SAN JUAN DEL SUR—Nicaraguan sex trafficking victims will get a chance to ride a new wave of empowerment this year for the second annual Camp Bella surf camp, a five-day retreat offered by CHICABRAVA, an all-women’s surf camp in San Juan del Sur.
The country’s first rehabilitation program to combine surfing and fun started last year, when six rescued trafficking victims ages 14-16 went to the beaches of San Juan del Sur to learn how to ride the waves, relax, and play.
The retreat, called “Camp Bella,” amped the girls’ confidence and warmed the hearts of the staff so much that the organizers decided to do it again this year.
“It was such a beautiful thing and made such a difference in the girls and in all of us. It was just so fulfilling for everyone involved. It was the highlight of our year and we can’t wait to do it again,” says CHICABRAVA founder Ashley Blaylock.
Blaylock says fundraising will start next week for the program to host the girls, who are chosen from the House of Hope, Nicaragua’s largest shelter for sex trafficking victims.
“Their stories broke our hearts. We were all in tears. One of the girls was rescued from a brothel when she was 10 years old,” Blaylock says. “It makes you think about what these girls have been through and question how people can let this happen.”
Despite the girls’ past suffering, at the Camp Bella surf retreat the girls are treated like powerful young women, not victims.
“We didn’t want them to feel like charity cases, but like normal people. The whole idea was to get them out of that label mentality,” Blaylock says.
The girls do not sit around talking about their past, rather focus on enjoying the present moment by learning how to surf, practice yoga, ride a catamaran, cook, meditate, journal and receive pedicures. The retreat is made possible by donations from CHICABRAVA and the San Juan del Sur community.
“In these moments, these ladies were not girls born to prostitutes or victims who have been sexually exploited; they were innocent young females, with a free future. They were not told that they would amount to nothing, but were fully accepted and encouraged to dream,” Blaylock said.
An important part of the program is having the girls volunteer themselves. The young participants last November spent one day reading and playing with other kids at the nearby primary school Biblioteca Móvil.
“The best way to help someone is to have them help someone else and feel good giving back and recognizing that we are all together and all need help on some level,” Blaylock said.
Most of the girls at the first surf camp did not know how to swim; most had never even traveled outside Managua, Blaylock said. It makes the surf camp all that more adventurous, exciting and empowering for the young participants, she says.
Elsi Marin, 26, Nicaragua’s first female surfer, says it was touching to work with other Nicaraguan girls who had been through so much trauma at such a young age.
“This was so different from the normal camps we do. The girls were so sensitive and appreciated everything so much more. It really made me feel like I wanted to help,” said Marin, a San Juan del Sur native.
Because of the immensely powerful results, CHICABRAVA is considering making Camp Bella a nonprofit project as part of its business model.
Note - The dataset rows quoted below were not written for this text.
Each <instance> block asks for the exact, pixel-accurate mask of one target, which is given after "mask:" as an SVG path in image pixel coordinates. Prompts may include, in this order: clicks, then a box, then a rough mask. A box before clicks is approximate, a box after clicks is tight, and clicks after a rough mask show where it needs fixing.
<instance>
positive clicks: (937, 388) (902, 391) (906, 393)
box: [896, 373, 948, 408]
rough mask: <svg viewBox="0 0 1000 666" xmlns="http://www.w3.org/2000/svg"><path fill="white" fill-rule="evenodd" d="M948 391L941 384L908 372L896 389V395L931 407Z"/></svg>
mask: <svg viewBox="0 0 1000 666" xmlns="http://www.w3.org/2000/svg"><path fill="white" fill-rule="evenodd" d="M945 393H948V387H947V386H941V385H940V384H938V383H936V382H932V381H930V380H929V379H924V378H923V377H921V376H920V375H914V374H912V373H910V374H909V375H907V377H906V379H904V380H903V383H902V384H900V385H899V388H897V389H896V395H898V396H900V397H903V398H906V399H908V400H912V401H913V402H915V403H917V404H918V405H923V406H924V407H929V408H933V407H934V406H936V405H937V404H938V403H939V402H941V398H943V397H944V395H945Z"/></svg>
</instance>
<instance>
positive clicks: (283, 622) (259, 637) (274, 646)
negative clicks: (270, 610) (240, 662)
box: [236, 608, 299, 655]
The women’s surf camp is also considering expanding its retreat program to include other groups, such as impoverished youths or victims of domestic violence, Blaylock says.
“We see the difference the program makes in building confidence and empowering regular groups. If we can do this for them, what can we do for the people who really need this help?” she said. “It’s truly beautiful. It really works.”